Performance comparison of handover schemes.

Figure 2 shows the performance comparison of the proposed algorithm and all baseline algorithms. In this comparison, 100 independent tests are conducted, where the topology of satellites and users is renewed in every test. The baseline algorithms are several traditional schemes:

  • Maximum number of free channels scheme (MFC) [8]: In this scheme, users will choose the satellite that reserves most free channels. In this way, it tends to achieve the highest fairness index between satellites and uniform distribution of the telecommunication traffic in the LEO network [14]. Therefore, it will avoid overload satellites, but for users, they should find the satellite with more free channels regardless of location or signal quality, leading to more number of handovers.
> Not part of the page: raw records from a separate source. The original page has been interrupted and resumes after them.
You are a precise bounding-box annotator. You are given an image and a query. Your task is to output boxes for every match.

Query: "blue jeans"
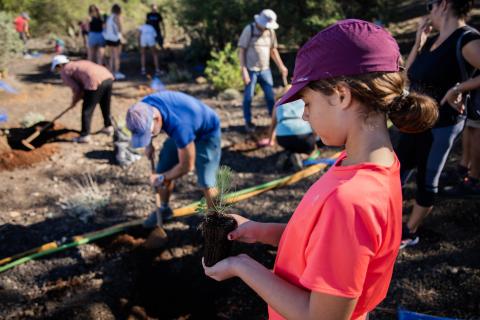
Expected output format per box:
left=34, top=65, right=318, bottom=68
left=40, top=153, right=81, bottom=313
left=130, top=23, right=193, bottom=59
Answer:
left=156, top=130, right=222, bottom=189
left=243, top=69, right=275, bottom=124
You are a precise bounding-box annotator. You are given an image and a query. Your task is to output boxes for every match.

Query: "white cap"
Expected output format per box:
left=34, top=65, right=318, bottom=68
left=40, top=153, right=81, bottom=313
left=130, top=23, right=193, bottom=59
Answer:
left=51, top=54, right=70, bottom=71
left=255, top=9, right=278, bottom=29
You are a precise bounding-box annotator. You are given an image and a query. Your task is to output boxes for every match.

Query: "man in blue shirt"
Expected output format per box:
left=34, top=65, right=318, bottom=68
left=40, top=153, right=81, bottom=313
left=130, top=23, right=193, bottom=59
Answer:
left=126, top=90, right=221, bottom=228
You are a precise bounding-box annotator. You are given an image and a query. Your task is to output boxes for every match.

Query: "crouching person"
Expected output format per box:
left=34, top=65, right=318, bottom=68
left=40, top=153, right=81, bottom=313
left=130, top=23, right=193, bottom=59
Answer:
left=126, top=91, right=221, bottom=228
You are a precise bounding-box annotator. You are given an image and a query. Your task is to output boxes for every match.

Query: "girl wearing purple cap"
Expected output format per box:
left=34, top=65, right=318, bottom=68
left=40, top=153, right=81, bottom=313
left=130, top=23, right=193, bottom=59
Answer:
left=204, top=20, right=438, bottom=319
left=397, top=0, right=480, bottom=247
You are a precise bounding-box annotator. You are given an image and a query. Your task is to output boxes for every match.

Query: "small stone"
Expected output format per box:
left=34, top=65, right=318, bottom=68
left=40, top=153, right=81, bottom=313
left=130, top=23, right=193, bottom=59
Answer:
left=8, top=211, right=21, bottom=219
left=195, top=76, right=207, bottom=84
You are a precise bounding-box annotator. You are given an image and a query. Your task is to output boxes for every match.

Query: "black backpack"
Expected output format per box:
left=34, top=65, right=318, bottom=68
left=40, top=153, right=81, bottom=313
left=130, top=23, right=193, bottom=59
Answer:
left=456, top=27, right=480, bottom=120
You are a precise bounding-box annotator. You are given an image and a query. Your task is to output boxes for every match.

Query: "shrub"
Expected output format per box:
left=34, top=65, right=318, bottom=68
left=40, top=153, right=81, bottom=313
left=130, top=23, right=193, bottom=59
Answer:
left=205, top=43, right=243, bottom=91
left=20, top=112, right=45, bottom=128
left=0, top=11, right=24, bottom=72
left=59, top=174, right=110, bottom=223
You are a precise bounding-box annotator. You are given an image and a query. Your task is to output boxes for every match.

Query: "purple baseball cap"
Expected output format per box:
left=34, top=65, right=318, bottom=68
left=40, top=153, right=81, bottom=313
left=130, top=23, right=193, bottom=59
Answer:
left=126, top=102, right=153, bottom=148
left=276, top=19, right=401, bottom=106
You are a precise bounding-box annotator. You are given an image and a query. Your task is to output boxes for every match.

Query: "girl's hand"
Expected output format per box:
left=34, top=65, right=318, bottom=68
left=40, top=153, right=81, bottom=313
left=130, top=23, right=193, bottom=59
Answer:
left=257, top=138, right=275, bottom=148
left=227, top=214, right=260, bottom=243
left=440, top=87, right=465, bottom=113
left=202, top=254, right=251, bottom=281
left=416, top=17, right=432, bottom=49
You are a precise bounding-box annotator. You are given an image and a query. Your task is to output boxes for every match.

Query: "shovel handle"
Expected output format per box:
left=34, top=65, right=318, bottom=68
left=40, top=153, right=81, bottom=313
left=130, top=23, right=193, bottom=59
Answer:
left=282, top=74, right=288, bottom=87
left=23, top=107, right=72, bottom=144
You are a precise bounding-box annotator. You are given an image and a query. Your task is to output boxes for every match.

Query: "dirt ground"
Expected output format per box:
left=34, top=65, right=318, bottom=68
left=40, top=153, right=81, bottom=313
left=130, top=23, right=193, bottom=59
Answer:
left=0, top=51, right=480, bottom=319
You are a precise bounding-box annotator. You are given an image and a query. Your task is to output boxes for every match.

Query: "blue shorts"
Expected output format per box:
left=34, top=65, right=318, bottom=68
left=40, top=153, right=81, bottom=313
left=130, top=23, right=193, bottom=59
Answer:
left=88, top=32, right=105, bottom=48
left=157, top=133, right=222, bottom=189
  • Maximum service time scheme (MST) [7]: According to this criterion, the user will be served by the satellite that offers the maximum remaining service time [14]. It will get the lowest number of handovers and ping-pong switching rate, but the user will reluctant to change serving satellite even know other satellite may offer more free channels. In an LEO satellite network with a certain constellation, the long coverage time means that in this serving period, the user will get bigger maximum communication elevation angle [17], so the overall signal quality will be higher than other baseline algorithms.

  • Maximum instantaneous signal strength scheme (MIS) [10]: This criterion is almost equivalent to the maximum elevation angle, because, for satellite communication, small elevation angle between the mobile terminal and the satellite leads to frequent shadowing and blockage events for the signal due to trees, buildings, hills, etc. [5]. Thus, it will avoid link failures and get relative high signal quality, but due to the dynamic characteristics of the channel, it is only able to guarantee the instantaneous signal quality. Once the channel changes rapidly, the handover decision will be unstable.

  • Random handover scheme (RH): According to this criterion, the user will randomly choose an available satellite in the slot of handover decision-making.

It can be seen that MCSQ, after iterations, gets the greatest signal quality and obtains almost the same low average handover number as MST. Since the cumulative signal quality combines the effect of elevation angle and remaining serving time, according to the criterion, the MCSQ combines the advantages of MIS scheme and MST scheme in data representation. Besides, the reinforcement learning framework makes the proposed scheme more telescopic in handover decision, so the MCSQ achieves the overall stable improvement in the whole satellite cycle.

5 Conclusion

In this paper, we have investigated a handover problem for LEO satellite networks, and we further formulated it as a stochastic optimization problem to get optimal signal quality of users. To solve this problem, we model the channel by the O-U process and introduce a criterion that combines signal quality and remaining serving time. Then, we propose a reinforcement learning handover strategy, which has shown that it has a good effect on improving the overall signal quality between satellites and users in a period, also greatly reduces the average handover number of users. In reality, the distribution of signal received cannot be predicted by a simple model, but the Q table after training could be a good reference when users are choosing the next hop satellites. Therefore, it can be generalized into a different network model easily, ensuring the flexibility of the algorithm. In further work, some novel reinforcement learning methods can be applied in this network model and handover procedure to improve the efficiency of this scheme.